Menanggapi hal itu, Yayasan Lembaga Konsumen Indonesia (YLKI) menilai pemangkasan persentase TBA tersebut memang bisa menurunkan tarif pesawat. Namun, secara praktik hal itu belum bisa dipastikan.
"Penurunan persentase TBA di atas kertas memang bisa menurunkan tarif pesawat, namun secara praktik belum tentu demikian. Sebab faktanya semua maskapai telah menerapkan tarif tinggi, rata-rata di atas 100% dari tarif batas bawah. Sehingga persentase turunnya TBA tidak akan mampu menggerus masih tingginya harga tiket pesawat dan tidak akan mampu mengembalikan fenomena tiket pesawat murah," ujar Ketua Pengurus Harian YLKI Tulus Abadi dalam keterangannya, Selasa (14/5/2019).

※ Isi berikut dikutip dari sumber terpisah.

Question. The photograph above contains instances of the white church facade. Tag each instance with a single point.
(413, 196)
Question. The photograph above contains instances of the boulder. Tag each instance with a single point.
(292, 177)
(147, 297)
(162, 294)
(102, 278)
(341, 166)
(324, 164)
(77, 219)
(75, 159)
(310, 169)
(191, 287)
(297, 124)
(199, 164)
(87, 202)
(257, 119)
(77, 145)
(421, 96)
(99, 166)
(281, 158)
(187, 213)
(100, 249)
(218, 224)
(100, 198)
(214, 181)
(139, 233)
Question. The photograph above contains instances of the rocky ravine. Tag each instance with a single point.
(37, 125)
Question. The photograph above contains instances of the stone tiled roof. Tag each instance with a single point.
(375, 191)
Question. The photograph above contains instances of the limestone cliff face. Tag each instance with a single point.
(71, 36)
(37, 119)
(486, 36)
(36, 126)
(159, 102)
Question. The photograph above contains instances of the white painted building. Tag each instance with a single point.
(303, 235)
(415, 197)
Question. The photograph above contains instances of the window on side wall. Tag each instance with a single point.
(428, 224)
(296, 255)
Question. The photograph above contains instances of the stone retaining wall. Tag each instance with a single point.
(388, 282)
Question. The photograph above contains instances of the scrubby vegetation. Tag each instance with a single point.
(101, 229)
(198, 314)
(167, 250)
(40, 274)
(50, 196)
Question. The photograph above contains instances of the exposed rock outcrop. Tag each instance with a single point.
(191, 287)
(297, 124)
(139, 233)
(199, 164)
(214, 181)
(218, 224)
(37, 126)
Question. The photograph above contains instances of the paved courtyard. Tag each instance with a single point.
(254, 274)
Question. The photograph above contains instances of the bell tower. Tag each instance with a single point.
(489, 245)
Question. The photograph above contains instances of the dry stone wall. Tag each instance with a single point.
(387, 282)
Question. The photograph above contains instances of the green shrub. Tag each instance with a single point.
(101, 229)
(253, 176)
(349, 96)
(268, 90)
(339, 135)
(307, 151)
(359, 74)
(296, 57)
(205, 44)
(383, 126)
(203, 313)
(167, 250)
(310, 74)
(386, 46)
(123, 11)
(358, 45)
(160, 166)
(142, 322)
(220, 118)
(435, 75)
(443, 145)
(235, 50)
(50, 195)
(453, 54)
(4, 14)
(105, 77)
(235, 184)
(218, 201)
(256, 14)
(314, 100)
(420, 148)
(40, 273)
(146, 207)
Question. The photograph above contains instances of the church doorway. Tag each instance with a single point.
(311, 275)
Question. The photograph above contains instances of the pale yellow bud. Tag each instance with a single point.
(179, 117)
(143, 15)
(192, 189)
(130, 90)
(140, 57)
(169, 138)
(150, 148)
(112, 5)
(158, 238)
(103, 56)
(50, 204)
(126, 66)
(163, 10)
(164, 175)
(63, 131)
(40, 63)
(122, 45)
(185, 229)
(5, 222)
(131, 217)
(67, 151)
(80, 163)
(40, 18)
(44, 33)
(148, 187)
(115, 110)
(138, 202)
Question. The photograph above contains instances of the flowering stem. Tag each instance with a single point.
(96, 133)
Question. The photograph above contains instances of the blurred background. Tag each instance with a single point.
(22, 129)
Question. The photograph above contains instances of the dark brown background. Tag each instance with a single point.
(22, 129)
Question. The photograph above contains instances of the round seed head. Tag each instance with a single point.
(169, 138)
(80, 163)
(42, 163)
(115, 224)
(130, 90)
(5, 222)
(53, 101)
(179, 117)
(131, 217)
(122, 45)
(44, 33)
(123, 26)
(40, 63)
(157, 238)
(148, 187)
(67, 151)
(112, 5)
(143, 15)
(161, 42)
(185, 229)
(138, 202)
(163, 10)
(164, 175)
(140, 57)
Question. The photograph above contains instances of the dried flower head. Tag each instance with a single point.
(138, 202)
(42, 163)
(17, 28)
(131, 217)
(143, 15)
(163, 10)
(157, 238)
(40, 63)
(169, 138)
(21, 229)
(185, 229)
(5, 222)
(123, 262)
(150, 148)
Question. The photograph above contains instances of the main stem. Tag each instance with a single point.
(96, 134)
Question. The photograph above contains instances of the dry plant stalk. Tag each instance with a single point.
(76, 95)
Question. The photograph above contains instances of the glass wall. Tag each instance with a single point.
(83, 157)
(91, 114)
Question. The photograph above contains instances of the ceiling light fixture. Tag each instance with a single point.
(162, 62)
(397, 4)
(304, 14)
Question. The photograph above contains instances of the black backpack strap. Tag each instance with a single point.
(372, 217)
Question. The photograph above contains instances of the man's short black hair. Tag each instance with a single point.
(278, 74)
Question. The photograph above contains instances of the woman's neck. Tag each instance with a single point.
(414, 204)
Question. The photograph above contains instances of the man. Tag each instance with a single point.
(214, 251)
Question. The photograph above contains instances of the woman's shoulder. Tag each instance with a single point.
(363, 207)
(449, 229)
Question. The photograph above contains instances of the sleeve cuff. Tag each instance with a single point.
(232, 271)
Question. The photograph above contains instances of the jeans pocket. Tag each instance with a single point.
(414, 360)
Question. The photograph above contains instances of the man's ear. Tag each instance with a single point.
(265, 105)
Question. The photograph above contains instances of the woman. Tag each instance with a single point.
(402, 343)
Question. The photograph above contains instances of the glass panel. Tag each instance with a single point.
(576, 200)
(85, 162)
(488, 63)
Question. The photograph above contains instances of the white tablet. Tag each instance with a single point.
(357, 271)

SCROLL TO CONTINUE WITH CONTENT
Selain itu, Tulus juga mengatakan pihaknya khawatir penurunan persentase TBA ini dapat direspon negatif oleh pihak maskapai. Contohnya dengan menutup rute penerbangan yang dianggap tidak menguntungkan atau mengurangi jumlah frekuensi penerbangan.
"Jika hal ini terjadi maka akses penerbangan banyak yang collaps khususnya Indonesia bagian Timur, di remote area. Sehingga publik akan kesulitan mendapatkan akses penerbangan. Bisakah pemerintah menyediakan akses penerbangan yang ditinggalkan oleh maskapai itu?" ujarnya.
Lebih lanjut Tulus menyarankan, bila pemerintah ingin serius menurunkan tiket pesawat, seharusnya bukan hanya dengan mengutak atik formulasi TBA saja, tetapi bisa menghilangkan/menurunkan PPN tarif pesawat, sebesar 10%.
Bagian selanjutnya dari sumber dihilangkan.